ISLAMABAD (AFP) – Pakistani police have rounded up around 50 supporters of former prime minister Nawaz Sharif ahead of his planned return to the country next week, officials said.
The activists from Sharif’s faction of the Pakistan Muslim League party were detained in Punjab province, Pakistan’s most populous area and the base for the ex-premier’s support.
Sharif has vowed to come back to Pakistan on September 10 and stop the re-election for another term as president of Pervez Musharraf, the man who toppled him in a bloodless coup in 1999.
“Around 50 of our workers have been rounded up from their homes and from party offices in several cities in Punjab,” party chairman Raja Zafarul-Haq told AFP.
“The government is nervous about the return of Nawaz Sharif and they want to sabotage the reception he is going to get when he returns, but they cannot dent our commitment to our leader,” he added.
“We condemn this vulgar, unconstitutional act by law enforcement officials at the behest of the president’s regime.”
Pakistani authorities confirmed that there had been a number of arrests from Sharif’s party but would not give specific numbers.
“We have rounded up a few people because they are potential troublemakers who were instigating violence in their speeches,” a government official said on condition of anonymity.
“It is not a general crackdown. It is specific to those who may create a serious law and order situation.”

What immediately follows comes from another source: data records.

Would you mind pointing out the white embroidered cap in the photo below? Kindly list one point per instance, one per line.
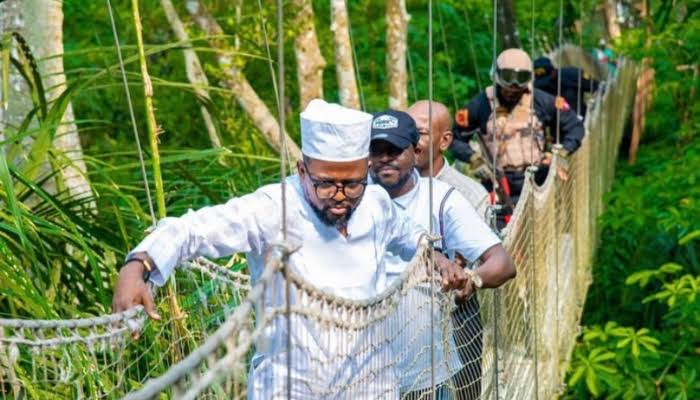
(331, 132)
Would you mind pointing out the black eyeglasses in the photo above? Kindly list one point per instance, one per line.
(513, 77)
(327, 189)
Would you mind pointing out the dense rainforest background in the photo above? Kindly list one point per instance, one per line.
(65, 227)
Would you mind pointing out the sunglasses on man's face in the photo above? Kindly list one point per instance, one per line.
(513, 77)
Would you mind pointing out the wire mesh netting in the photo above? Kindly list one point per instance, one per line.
(513, 342)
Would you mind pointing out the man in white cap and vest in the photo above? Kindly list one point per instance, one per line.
(343, 228)
(463, 234)
(522, 116)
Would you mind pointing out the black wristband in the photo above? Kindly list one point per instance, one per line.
(146, 266)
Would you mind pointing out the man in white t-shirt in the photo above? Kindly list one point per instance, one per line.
(463, 233)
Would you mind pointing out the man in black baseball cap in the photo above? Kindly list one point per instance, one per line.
(465, 238)
(392, 151)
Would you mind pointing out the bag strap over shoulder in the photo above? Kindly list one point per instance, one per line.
(441, 220)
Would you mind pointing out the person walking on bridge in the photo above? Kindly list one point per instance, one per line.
(463, 236)
(574, 82)
(343, 228)
(442, 139)
(518, 128)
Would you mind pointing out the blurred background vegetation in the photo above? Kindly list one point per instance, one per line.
(59, 258)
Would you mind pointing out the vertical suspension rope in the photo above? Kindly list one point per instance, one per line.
(580, 70)
(557, 191)
(132, 116)
(411, 75)
(447, 58)
(355, 63)
(494, 157)
(430, 197)
(533, 276)
(283, 176)
(472, 51)
(558, 102)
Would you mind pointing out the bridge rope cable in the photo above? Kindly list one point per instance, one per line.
(494, 174)
(472, 51)
(448, 58)
(530, 176)
(132, 115)
(431, 199)
(355, 63)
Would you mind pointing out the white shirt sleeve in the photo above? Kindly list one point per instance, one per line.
(402, 233)
(465, 231)
(242, 224)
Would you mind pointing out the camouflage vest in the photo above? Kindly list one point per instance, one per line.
(518, 147)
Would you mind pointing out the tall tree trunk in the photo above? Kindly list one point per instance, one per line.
(40, 22)
(645, 88)
(195, 73)
(234, 79)
(310, 62)
(611, 19)
(507, 25)
(396, 38)
(344, 68)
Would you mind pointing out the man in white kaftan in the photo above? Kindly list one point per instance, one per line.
(344, 229)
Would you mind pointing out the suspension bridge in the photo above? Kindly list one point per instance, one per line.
(202, 348)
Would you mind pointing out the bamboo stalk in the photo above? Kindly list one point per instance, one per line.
(180, 330)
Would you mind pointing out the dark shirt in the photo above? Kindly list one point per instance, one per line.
(569, 86)
(479, 111)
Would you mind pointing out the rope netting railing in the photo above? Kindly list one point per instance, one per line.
(377, 348)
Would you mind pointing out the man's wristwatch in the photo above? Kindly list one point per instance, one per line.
(148, 268)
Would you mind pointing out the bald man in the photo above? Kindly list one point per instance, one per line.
(467, 316)
(472, 190)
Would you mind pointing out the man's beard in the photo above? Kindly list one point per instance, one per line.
(332, 220)
(326, 217)
(403, 178)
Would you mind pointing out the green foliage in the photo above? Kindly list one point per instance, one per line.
(643, 310)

Another former premier, Benazir Bhutto, on Tuesday held talks in Dubai with Musharraf’s representatives on a possible power-sharing deal with the president.
Sharif has criticised Bhutto for dealing with the “dictatorship”.
However, former premier Sharif’s intention to return to Pakistan was criticised late Tuesday by Saudi Arabia, the country that gave him shelter after he was ousted by Musharraf.
“Wisdom dictates that Mr Nawaz Sharif abide by his promises not to return to Pakistan and to political activity,” said an unnamed spokesman quoted by the state SPA news agency.
The spokesman denied what he said were claims in some Pakistani newspapers that Riyadh “supports” the return of Sharif and his family to Pakistan.
He said the kingdom had offered Sharif asylum for humanitarian considerations, which the Pakistani government and Musharraf had responded to positively.
Sharif was sentenced to life in prison on tax evasion and treason charges, but under a deal brokered by the Saudi royal family, Musharraf released him in December 2000 on condition that he and his family live in exile in Saudi Arabia for 10 years.